SAMHD1 as the Potential Link Between SARS-CoV-2 Infection and Neurological Complications

Abstract

The recent pandemic of coronavirus infectious illness 2019 (COVID19) triggered by SARS-CoV-2 has rapidly spread around the globe, generating in severe events an acute, highly lethal pneumonia and death. In the past two hitherto similar CoVs, the severe acute respiratory syndrome CoV (SARS-CoV-1) and Middle East respiratory syndrome CoV (MERS-CoV) also gained universal attention as they produced clinical symptoms similar to those of SARS-CoV-2 utilizing angiotensin-converting enzyme 2 (ACE2) receptor and dipeptidyl peptidase 4 (DPP4) to go into the cells. COVID-19 may also present with overtly neurological symptoms. The proper understanding of the expression and dissemination of ACE2 in central and peripheral nerve systems is crucial to understand better the neurological morbidity caused by COVID-19. Using the STRING bioinformatic tool and references through text mining tools associated to Coronaviruses, we identified SAMHD1 as the probable link to neurological symptoms. Paralleled to the response to influenza A virus and, specifically, respiratory syncytial virus, SARS-CoV-2 evokes a response that needs robust induction of a subclass of cytokines, including the Type I and, obviously, Type III interferons as well as a few chemokines. We correlate ACE2 to the pathogenesis and neurologic complications of COVID-19 and found that SAMHD1 links to NF-κB pathway. No correlation was found with other molecules associated with Coronavirus infection, including ADAR, BST2, IRF3, IFITM3, ISG15, MX1, MX2, RNASEL, RSAD2, and VPRBP. We suggest that SAMHD1 is the molecule that may be behind the mechanisms of the neurological complications associated with COVID-19.

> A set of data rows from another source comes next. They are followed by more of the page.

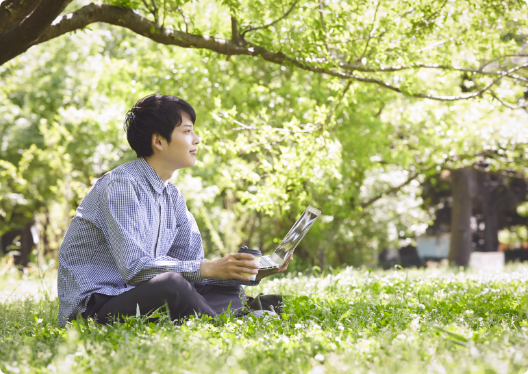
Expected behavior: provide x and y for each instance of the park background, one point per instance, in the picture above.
(396, 120)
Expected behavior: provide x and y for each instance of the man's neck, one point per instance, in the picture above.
(161, 168)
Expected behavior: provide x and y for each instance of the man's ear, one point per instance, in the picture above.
(156, 142)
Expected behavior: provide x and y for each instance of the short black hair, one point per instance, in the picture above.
(154, 114)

Keywords: ACE2; COVID-19; SAR-CoV2; bioinformatics; neurodegeneration; neuroinvasion; prognosis; string.

Figure 1

Network representation of proteins linked to SAMHD1 using version 11 of STRING. Each gene has a unique function as well as interacts with SAMDH1 in maintaining the concentrations of deoxyribonucleoside triphosphates (dNTPs) by regulating synthesis and degradation in DNA synthesis. Mutations of some of these genes have been correlated with AGs (Aicardi-Goutières syndrome (AGS) is a rare disease, characterized by genetically determined early-onset progressive encephalopathy). Thus, we hypothesize that these interactions are essential in the context of neurological symptoms associated with COVID 19.